For instance, when I have to translate my Nonna’s recipes, she often refers to ‘demerara’ sugar, which was basically Greek to me, and then I broke it down to either using a light brown sugar or a Turbinado sugar as a replacement.
So, when Maeve described and showed me, Pinhead Oats, well, I knew what they were when I saw them but I needed to make certain that what I thought it was, was actually the correct USA ingredient equivalent!
You know, I had to actually search the name Pinhead Oats when Maeve said it.
She kept repeating it, and I wrote and Googled at almost the same time!
Pinhead Oats are actually what you might know as ‘steel-cut’ oats, cut from the ‘groat of an oat’ into a ‘pinhead’ size.
A simple-to-find inexpensive ingredient!
In the end, the beauty of these ‘pinhead oats’ or ‘steel-cut’ oats is they break down slowly in your digestive tract and there’s not a SPIKE of insulin.
Your belly will be full length, though this does not mean consuming the entire loaf of Irish brown bread even if you want to!
Irish Brown Bread is Light Once Mixed
Surprisingly so, the once mixed Irish brown bread is light, not fluffy but definitely not heavy.
It’s easy to mix and it’s pretty much fail-safe.
Even for those nay-sayers who claim they can’t bake, you can’t mess this bread up!
There’s no yeast, so there are no issues!
Mixing it up is as easy as it looks in the photo above, there’s really no big secrets here, its actually as straightforward as it gets!
What Makes Or Breaks This Recipe
If you have a dutch oven, you’ll want to use that to bake this bread.
Most importantly, what makes or breaks this recipe is the fact that if you don’t preheat your dutch oven, you can’t count on sucess in baking this round Irish bread loaf.
So make sure when you are preheating the oven you place the dutch oven in, covered, and also make certain to brush the dutch oven with an oil (olive oil works well) .
This is all very important to the success of your bread baking.
Make. Bake. Eat On The Same Day.
What you can expect is a delicious, nutty-flavored round loaf of bread, that is perfectly fresh on Day 1.
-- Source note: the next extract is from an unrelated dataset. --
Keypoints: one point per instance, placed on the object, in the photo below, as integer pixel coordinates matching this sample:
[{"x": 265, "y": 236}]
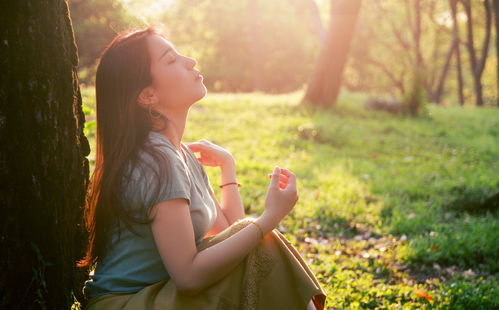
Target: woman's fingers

If you plan on having any leftover, you will then definitely want to use it in a few of the following ways, as this bread is not your ‘day after’ eating bread!
- slice any leftovers on Day 1 after serving
- store those slices in an aitight container
- Day 2 consider using the leftover brown bread as toast
- Alternatively cut leftovers into cubes and toast in the oven to make bread croutons.
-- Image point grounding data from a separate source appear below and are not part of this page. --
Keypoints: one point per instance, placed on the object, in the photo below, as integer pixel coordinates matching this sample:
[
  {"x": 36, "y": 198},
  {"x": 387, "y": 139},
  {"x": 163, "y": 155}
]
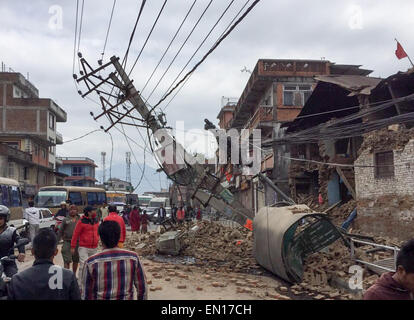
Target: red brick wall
[
  {"x": 287, "y": 113},
  {"x": 21, "y": 120}
]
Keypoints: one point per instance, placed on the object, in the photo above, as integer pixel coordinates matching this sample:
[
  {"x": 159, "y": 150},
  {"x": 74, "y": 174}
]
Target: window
[
  {"x": 75, "y": 198},
  {"x": 11, "y": 170},
  {"x": 4, "y": 195},
  {"x": 46, "y": 213},
  {"x": 101, "y": 197},
  {"x": 296, "y": 95},
  {"x": 51, "y": 121},
  {"x": 384, "y": 164},
  {"x": 13, "y": 145},
  {"x": 52, "y": 147},
  {"x": 92, "y": 198},
  {"x": 78, "y": 171}
]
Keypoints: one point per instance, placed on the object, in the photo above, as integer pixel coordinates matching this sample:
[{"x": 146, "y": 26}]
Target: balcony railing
[
  {"x": 59, "y": 138},
  {"x": 14, "y": 153},
  {"x": 262, "y": 114}
]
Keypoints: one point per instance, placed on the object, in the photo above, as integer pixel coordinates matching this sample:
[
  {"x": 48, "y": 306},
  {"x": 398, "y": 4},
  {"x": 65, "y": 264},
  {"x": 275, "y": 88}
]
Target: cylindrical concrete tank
[{"x": 277, "y": 245}]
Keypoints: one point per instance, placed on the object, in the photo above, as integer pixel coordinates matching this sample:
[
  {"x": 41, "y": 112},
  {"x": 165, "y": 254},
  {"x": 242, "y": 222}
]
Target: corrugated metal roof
[{"x": 353, "y": 83}]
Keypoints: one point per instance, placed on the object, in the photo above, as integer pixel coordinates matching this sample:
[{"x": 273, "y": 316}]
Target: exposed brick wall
[
  {"x": 21, "y": 120},
  {"x": 386, "y": 205}
]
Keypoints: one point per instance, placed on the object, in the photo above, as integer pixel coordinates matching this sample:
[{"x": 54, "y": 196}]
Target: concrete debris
[
  {"x": 213, "y": 246},
  {"x": 386, "y": 139}
]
- Or you could make crostini by cutting each slice into 1/4’s toasting that and topping with goat cheese and red peppers etc.
You can use croutons atop soups and salads or stews!
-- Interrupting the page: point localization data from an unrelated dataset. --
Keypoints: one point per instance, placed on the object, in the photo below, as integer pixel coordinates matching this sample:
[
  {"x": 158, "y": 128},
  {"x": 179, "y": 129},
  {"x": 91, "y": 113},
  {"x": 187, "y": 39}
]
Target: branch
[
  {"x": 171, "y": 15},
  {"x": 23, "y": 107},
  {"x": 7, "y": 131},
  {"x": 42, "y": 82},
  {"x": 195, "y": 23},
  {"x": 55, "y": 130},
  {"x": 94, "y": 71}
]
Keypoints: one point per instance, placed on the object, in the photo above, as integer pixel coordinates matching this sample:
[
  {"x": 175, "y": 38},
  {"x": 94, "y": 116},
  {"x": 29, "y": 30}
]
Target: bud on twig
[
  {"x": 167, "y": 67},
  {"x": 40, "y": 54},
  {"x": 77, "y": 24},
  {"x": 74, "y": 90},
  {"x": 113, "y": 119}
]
I took home the best souvenir of the trip
When we listen to our elders and respect them our options to learn are boundless.
I listened, appreciated, and wrote down so much.
IF only I had more time with Maeve.
The remote area we were in, was newer to guests and she was just simply thrilled to share her world.
Me, I was happy to learn through her, and today you call to get to try what I learned.
I truly hope you enjoy this recipe for the bread! ~ Dana XO
Round Loaf of Irish Brown Bread
- 2 C Wholemeal Flour
- 1 C Plain Flour
- 5 Tablespoons of Steel-Cut Oats (pinhead oats)
- 4 Tablespoons Wheat Bran
- 1 3/4 Teaspoon of Baking Powder
- 4 Tablespoons of Dark Strap Molasses
- 2 Tablespoons of Brown Sugar
- 1 teaspoon of salt
- 2 Cups of Buttermilk
- Preheat Oven to 350°F
- Using a Dutch Ov, lightly Grease and allow it to preheat as well with the LID on to keep the heat in the dutch oven.
- While the oven is preheating, mix all of the ingredients above into a large mixing bowl.
- Mix by hand, making certain to SCOOP from the bottom to ensure that ALL the ingredients are combined.
- Once the oven comes to temp (dough should be done, remove the dutch oven (with gloves!) and wipe out excess grease.
- Place dough into the dutch oven, do not cover.
- Then put in the oven and bake for one hour.
- Once done, remove from the oven to a cooling rack for at least 20 minutes.